Let’s find a few of the numbers 4 and 9 in the dataset.

Here are a few sample images that we’ll be using to train the classifier.

show_digit(X, i) = reinterpret(N0f8, reshape(X[i, :], 28, 28)') .|> Gray
p = map([1, 4, 6, 2]) do i
        plot(show_digit(trainX, i), title="$(trainY[i])",
             axis=nothing, showaxis=false, grid=false)
    end
plot(p..., layout=(2, 2))

fours = trainX[trainY .== 4, :]
nines = trainX[trainY .== 9, :]
# select `k` random 4s and 9s
k = 5
p = map(1:k) do i
    plot(show_digit(fours, rand(1:size(fours, 1))), title="4",
         axis=nothing, showaxis=false, grid=false)
end
plot(p..., layout=(1, k))

1.1 Preprocessing

We need a matrix \(A\in \Re^{m\times n}\) where \(m\) is the number of training samples (i.e., the number of 4s and 9s in the training set), and \(n = 28^2\) is the feature length. As in many data science projects, the first step is in processing the data in order to find these constants.

1.1.1 Filter

First, filter out all datapoints in the test and train sets that are not 4s or 9s. Here we also convert the data into double precision floats. (In practice we could save significant memory by using single precision, but for simplicity we will use double precision for this assignment.)

"""
Filter out all except 4 and 9 digits.
Return values as floats
"""
function filter_49(X, Y)
    idx = (Y .== 4) .| (Y .== 9)
    return Float64.(X[idx, :]), Float64.(Y[idx])
end

Atrain, btrain = filter_49(trainX, trainY)
Atest, btest = filter_49(testX, testY);

1.1.2 Relabel

Redefine the vector of labels in b and btest into vectors with \(\pm 1\) values so that

\[ b_i = \begin{cases} +1 & \text{if sample $i$ is a 4}, \\ -1 & \text{if sample $i$ is a 9}. \end{cases} \]

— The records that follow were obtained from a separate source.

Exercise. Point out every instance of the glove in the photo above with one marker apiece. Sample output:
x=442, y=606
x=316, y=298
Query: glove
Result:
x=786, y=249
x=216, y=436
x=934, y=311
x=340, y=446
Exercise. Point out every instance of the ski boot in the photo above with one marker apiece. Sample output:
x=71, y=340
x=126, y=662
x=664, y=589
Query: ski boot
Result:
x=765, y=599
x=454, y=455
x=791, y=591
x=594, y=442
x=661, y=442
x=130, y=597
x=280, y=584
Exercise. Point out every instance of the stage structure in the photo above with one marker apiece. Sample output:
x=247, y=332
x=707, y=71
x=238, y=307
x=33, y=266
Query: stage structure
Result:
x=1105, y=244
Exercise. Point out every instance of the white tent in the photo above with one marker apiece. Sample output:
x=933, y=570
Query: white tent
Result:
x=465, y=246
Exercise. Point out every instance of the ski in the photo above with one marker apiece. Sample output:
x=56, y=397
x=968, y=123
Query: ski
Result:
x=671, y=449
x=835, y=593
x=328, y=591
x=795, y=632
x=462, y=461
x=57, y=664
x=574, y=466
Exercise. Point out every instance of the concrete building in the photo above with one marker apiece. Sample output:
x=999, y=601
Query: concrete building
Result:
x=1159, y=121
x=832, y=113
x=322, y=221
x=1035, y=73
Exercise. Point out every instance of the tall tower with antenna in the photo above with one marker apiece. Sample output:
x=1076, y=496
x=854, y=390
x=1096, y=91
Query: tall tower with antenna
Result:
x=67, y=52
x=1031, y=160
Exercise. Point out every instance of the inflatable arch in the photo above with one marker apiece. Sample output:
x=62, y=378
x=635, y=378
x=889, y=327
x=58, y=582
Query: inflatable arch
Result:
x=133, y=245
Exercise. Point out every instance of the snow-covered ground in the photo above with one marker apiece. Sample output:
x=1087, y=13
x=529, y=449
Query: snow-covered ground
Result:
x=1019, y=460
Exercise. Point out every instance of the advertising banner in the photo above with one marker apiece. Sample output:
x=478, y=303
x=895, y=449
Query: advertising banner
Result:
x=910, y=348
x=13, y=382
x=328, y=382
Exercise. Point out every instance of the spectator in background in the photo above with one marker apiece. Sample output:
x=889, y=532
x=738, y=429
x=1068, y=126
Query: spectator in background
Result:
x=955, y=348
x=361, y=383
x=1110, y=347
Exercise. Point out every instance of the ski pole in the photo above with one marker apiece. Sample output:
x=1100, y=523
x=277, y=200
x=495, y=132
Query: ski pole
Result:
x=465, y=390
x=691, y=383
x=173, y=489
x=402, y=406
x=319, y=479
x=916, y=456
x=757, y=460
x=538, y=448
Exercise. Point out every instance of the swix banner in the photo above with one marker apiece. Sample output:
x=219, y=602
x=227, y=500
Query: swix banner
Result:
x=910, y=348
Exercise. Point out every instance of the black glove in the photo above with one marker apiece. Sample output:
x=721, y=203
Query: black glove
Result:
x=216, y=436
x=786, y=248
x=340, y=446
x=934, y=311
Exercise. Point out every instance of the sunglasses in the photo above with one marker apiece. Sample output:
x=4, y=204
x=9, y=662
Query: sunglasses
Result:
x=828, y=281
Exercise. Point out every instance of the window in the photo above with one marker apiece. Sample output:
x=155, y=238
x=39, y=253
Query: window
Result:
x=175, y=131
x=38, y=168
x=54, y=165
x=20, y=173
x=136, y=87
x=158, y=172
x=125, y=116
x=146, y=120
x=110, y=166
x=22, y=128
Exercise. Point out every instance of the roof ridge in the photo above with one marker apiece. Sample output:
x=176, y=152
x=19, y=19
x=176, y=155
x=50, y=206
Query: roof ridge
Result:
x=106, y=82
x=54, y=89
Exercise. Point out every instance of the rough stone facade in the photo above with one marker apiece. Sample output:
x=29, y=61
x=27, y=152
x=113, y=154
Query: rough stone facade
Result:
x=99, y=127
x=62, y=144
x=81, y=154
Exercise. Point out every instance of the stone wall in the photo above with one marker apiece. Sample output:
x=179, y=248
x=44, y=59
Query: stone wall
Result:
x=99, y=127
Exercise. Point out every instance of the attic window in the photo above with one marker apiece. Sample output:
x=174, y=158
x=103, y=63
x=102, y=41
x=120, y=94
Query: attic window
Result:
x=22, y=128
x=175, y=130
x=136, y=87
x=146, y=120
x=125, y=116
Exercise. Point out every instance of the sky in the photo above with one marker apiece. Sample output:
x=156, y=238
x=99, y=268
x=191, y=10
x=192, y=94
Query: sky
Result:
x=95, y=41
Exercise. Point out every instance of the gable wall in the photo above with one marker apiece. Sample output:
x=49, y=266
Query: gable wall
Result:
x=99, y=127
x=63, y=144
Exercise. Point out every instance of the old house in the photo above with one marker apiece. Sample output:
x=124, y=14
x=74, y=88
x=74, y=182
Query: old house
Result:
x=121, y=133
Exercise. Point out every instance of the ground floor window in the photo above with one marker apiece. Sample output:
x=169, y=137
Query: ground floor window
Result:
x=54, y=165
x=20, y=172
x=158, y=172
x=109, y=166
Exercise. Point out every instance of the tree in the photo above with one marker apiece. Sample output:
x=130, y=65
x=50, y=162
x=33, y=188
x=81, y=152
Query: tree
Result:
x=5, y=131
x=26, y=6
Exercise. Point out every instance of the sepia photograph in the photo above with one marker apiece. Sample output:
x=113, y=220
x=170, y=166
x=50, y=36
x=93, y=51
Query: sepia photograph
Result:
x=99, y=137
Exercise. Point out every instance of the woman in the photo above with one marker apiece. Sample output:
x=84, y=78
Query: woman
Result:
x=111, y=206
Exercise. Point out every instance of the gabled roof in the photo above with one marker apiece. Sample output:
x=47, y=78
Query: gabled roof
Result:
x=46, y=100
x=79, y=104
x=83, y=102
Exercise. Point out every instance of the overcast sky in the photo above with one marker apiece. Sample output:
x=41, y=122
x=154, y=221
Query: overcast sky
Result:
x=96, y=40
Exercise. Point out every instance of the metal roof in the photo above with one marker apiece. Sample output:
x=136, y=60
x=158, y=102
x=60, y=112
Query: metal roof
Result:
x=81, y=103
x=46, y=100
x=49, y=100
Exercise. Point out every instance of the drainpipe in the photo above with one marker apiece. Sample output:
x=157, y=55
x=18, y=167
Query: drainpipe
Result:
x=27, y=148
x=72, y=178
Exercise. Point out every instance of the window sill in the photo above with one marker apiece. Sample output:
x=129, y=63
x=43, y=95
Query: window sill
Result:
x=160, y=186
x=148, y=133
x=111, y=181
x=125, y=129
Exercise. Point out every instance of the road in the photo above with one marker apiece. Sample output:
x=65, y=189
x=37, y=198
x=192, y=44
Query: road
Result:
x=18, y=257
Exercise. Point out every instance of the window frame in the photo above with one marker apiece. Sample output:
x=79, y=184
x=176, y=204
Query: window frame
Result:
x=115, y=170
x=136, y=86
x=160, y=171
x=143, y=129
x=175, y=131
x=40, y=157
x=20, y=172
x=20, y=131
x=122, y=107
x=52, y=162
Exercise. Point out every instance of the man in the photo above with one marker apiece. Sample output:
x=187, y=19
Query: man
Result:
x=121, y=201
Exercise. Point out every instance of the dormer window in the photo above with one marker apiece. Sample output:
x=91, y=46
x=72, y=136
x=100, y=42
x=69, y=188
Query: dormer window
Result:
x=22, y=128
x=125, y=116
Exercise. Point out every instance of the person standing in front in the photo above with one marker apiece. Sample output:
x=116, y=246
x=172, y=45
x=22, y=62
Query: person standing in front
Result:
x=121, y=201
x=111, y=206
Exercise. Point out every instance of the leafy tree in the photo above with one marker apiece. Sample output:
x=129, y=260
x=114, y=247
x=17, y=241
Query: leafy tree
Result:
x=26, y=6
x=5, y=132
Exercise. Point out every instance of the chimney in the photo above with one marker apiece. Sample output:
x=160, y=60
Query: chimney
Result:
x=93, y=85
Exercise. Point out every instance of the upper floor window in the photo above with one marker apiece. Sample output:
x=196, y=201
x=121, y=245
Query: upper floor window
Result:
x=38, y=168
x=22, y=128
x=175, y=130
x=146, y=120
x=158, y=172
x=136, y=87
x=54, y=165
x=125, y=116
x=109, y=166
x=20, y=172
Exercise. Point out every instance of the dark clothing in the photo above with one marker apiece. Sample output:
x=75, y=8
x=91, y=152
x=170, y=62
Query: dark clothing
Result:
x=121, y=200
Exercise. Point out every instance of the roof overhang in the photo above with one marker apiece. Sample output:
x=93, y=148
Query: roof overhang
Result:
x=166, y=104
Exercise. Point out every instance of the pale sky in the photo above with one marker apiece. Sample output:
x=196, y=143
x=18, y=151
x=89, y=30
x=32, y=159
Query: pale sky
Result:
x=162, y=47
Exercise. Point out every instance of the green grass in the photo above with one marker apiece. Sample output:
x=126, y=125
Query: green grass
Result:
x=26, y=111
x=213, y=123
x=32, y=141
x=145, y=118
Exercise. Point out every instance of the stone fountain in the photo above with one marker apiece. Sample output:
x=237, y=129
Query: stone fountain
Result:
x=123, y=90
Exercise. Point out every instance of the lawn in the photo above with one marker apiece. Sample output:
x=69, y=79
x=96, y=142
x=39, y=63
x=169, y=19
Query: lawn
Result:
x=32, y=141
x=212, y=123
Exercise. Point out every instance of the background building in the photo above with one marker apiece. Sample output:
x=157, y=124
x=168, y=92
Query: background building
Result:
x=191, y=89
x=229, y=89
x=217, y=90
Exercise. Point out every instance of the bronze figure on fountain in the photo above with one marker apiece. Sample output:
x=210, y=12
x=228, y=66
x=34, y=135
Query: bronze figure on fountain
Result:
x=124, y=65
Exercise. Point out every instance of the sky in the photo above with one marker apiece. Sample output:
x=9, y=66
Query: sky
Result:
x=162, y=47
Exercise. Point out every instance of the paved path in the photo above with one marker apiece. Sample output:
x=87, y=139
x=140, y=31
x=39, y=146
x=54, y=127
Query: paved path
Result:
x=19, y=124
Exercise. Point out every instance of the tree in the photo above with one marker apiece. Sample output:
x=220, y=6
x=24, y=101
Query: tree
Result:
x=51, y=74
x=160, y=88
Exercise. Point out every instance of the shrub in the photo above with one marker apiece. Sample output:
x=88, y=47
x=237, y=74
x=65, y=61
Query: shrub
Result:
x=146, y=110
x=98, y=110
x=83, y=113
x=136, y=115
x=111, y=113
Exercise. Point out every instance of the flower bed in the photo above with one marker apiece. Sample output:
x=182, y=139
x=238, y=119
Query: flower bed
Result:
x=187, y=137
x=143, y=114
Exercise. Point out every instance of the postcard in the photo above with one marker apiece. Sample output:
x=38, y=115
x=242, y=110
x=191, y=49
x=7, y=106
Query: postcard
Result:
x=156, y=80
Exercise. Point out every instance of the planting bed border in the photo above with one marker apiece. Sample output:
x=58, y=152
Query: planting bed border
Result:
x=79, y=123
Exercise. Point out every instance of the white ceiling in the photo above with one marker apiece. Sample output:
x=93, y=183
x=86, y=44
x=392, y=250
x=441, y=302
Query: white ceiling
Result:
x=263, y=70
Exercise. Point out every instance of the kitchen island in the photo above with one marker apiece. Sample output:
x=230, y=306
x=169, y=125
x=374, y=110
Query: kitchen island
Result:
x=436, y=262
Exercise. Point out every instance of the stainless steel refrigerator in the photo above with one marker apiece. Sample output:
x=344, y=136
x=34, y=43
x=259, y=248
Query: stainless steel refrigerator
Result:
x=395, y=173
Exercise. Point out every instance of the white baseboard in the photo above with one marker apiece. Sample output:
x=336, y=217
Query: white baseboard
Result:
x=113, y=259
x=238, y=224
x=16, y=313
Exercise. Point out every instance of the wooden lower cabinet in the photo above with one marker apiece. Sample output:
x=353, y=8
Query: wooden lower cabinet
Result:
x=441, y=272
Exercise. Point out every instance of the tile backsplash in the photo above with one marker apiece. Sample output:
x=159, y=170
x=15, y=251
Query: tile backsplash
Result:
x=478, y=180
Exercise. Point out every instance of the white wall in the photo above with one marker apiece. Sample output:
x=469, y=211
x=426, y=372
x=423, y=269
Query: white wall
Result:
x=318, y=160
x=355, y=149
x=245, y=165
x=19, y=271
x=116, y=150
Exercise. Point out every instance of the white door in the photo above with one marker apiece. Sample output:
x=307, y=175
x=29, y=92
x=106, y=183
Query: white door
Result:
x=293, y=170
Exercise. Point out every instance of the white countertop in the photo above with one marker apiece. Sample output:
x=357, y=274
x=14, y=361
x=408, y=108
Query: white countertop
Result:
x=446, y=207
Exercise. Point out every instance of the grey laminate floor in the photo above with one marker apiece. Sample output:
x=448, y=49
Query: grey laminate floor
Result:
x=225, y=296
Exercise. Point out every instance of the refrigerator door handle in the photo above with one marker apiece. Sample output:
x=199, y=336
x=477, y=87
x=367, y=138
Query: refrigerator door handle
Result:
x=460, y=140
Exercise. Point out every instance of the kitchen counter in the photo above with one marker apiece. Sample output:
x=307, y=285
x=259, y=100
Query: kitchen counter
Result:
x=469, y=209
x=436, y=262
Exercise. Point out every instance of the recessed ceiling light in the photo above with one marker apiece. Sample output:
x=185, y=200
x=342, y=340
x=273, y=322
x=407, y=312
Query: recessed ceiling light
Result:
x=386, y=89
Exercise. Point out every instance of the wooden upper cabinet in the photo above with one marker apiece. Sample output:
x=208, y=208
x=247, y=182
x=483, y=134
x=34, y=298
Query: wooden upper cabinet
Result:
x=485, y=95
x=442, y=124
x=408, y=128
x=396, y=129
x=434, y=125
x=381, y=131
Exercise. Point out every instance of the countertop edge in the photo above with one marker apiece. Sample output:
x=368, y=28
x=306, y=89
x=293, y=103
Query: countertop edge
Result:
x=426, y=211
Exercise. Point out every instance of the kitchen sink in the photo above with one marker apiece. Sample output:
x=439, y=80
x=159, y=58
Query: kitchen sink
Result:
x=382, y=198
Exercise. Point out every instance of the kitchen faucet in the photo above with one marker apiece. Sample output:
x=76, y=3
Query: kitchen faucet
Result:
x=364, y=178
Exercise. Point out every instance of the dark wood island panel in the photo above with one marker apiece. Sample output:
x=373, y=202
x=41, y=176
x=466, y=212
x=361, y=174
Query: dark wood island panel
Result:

is49(y) = 1.0 * (y .== 4) - 1.0 * (y .== 9)
btrain = is49.(btrain)
btest = is49.(btest);

1.1.3 Center and normalize

Two tricks that often help in machine learning is to remove any bias (i.e., the mean) and normalize the data to have unit variance. Note that we take care not to divide by zero in the variance normalization step.

Why do we need to remove the mean before normalizing the variance?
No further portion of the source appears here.